How 10:10’s old solar panels are helping refugees in Greece keep in touch with loved ones and stay connected to the world.
Access to phones and data have saved countless lives in the Mediterranean. On the dangerous crossing, people use their phones to navigate and call for help. Once they’ve arrived, they can contact loved ones left behind and check other family members have arrived safely. They can access health information and news, and plan their journeys. It’s just one example of how brilliant electricity is.
But many refugee camps in Europe don’t have access to reliable power supply. So 10:10 has teamed up with refugee charity Respond to lend a hand. We had some spare solar panels, so sent them over to be transformed into solar-powered phone charging points at Vasilika refugee camp in Thessaloniki, northern Greece.
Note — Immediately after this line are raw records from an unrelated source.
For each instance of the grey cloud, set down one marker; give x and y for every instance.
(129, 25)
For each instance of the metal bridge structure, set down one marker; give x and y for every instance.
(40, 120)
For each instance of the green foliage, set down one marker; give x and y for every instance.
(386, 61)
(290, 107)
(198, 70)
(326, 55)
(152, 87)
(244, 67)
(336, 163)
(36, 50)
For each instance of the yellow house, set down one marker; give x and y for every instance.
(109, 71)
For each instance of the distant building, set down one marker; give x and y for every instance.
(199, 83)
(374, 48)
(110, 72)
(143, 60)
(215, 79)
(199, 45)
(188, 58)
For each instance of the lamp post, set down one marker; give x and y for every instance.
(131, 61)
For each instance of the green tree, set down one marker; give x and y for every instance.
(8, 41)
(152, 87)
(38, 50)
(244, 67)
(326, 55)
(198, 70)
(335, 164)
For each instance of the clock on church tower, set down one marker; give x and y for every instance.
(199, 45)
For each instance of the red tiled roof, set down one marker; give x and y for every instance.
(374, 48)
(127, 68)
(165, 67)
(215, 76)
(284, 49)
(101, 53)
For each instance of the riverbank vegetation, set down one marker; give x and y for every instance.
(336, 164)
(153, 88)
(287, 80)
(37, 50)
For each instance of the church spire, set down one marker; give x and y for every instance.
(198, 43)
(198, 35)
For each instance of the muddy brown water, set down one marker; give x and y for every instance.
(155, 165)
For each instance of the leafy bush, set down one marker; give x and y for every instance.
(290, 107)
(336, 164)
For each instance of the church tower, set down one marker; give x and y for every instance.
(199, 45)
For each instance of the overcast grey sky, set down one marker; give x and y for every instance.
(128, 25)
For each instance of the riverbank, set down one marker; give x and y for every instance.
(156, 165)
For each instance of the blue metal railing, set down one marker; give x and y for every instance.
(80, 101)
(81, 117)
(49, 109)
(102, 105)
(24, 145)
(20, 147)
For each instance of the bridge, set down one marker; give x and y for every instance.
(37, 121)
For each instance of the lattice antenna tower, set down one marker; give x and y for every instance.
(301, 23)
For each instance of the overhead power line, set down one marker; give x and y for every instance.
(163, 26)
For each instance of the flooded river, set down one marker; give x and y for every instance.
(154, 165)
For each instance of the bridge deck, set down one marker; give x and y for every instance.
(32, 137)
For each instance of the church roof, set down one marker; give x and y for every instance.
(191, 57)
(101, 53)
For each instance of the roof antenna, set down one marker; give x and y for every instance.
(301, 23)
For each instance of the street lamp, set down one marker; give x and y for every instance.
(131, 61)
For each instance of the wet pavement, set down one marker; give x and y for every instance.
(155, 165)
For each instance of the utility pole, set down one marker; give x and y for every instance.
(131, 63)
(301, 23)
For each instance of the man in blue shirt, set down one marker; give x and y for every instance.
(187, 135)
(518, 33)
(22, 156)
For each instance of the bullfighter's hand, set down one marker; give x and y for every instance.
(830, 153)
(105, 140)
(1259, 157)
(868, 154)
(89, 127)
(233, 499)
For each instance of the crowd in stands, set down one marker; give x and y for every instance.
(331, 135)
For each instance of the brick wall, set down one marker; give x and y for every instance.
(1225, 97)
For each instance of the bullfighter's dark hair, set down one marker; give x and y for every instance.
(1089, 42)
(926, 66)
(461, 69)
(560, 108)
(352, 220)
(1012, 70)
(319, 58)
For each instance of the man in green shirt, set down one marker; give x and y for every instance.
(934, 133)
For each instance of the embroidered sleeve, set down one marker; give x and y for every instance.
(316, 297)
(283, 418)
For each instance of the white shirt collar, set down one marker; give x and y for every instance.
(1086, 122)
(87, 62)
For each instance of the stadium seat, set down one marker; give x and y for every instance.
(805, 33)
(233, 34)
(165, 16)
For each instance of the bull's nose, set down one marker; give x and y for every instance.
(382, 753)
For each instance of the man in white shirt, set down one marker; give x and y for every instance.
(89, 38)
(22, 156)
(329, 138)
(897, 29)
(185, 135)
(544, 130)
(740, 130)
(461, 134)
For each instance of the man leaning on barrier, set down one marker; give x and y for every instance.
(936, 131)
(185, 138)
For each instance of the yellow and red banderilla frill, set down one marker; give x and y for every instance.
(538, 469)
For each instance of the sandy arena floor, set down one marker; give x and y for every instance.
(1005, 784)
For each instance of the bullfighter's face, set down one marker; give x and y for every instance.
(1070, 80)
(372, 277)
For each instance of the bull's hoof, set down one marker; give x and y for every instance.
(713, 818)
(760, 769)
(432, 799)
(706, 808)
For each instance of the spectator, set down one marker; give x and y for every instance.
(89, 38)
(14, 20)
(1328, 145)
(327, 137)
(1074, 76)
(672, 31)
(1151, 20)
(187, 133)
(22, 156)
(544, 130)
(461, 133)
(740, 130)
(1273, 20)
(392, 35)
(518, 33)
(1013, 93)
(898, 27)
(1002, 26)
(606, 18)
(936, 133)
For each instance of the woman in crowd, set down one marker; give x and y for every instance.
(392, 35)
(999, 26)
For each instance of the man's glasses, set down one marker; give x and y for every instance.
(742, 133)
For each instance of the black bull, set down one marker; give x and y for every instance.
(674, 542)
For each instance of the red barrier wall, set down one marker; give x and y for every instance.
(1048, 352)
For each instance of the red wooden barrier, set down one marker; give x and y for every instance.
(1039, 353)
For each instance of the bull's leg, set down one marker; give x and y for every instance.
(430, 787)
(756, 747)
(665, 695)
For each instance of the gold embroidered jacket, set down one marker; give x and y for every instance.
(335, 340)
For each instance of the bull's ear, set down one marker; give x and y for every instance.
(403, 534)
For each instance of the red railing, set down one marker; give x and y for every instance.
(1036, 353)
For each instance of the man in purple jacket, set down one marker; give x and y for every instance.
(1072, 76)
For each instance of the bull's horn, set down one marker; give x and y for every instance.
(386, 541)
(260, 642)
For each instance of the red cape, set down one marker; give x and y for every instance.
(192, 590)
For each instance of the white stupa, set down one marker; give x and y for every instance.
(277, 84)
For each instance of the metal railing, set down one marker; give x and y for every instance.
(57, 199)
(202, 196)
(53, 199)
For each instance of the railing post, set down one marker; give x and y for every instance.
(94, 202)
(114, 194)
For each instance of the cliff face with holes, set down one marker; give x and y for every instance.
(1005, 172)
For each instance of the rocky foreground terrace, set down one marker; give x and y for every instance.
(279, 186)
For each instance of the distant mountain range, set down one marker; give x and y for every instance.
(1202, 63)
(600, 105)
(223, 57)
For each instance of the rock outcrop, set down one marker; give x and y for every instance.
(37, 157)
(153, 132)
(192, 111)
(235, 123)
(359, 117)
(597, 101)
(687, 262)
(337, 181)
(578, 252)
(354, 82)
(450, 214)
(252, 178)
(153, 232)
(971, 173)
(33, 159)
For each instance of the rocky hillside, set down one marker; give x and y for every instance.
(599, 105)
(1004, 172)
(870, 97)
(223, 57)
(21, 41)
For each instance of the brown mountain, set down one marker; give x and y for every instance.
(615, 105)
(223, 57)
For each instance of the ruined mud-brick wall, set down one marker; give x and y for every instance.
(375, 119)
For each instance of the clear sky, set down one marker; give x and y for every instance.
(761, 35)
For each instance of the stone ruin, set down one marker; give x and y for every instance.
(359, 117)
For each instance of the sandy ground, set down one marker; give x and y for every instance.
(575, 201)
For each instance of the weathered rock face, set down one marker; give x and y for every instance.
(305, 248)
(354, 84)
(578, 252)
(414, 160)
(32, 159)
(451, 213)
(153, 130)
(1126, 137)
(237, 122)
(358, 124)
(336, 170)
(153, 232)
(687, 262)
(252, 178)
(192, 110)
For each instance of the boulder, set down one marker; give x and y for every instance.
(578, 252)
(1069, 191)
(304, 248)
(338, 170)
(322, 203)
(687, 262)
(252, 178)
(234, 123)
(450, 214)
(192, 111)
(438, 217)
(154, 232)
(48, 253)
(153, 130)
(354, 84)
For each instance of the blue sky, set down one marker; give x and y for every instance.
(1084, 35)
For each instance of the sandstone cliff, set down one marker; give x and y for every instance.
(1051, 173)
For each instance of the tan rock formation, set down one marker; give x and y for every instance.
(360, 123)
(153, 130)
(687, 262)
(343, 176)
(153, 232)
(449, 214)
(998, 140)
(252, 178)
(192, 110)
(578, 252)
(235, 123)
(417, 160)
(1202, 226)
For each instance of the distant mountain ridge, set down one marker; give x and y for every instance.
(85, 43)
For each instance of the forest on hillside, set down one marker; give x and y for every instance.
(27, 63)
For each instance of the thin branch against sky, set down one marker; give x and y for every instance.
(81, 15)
The simple gadget allows people in the camps to plug their phones in and be charged up by the sunshine. The solar power is reliable, safe, sustainable for the people living there. With their phones charged they are able to speak to their families and navigate their new starts in Europe.
These solar panels are, in a small way, helping to tackle climate change. But they are part of a much bigger picture. Climate change is part of the story of the unrest in Syria that forced so many to flee their homes to Europe. The severe drought just before the start of the conflict undoubtedly played a role, along with other terrible factors, in sending Syria into war. It’s a complex issue, if you want to read more about it, we recommend this great explainer.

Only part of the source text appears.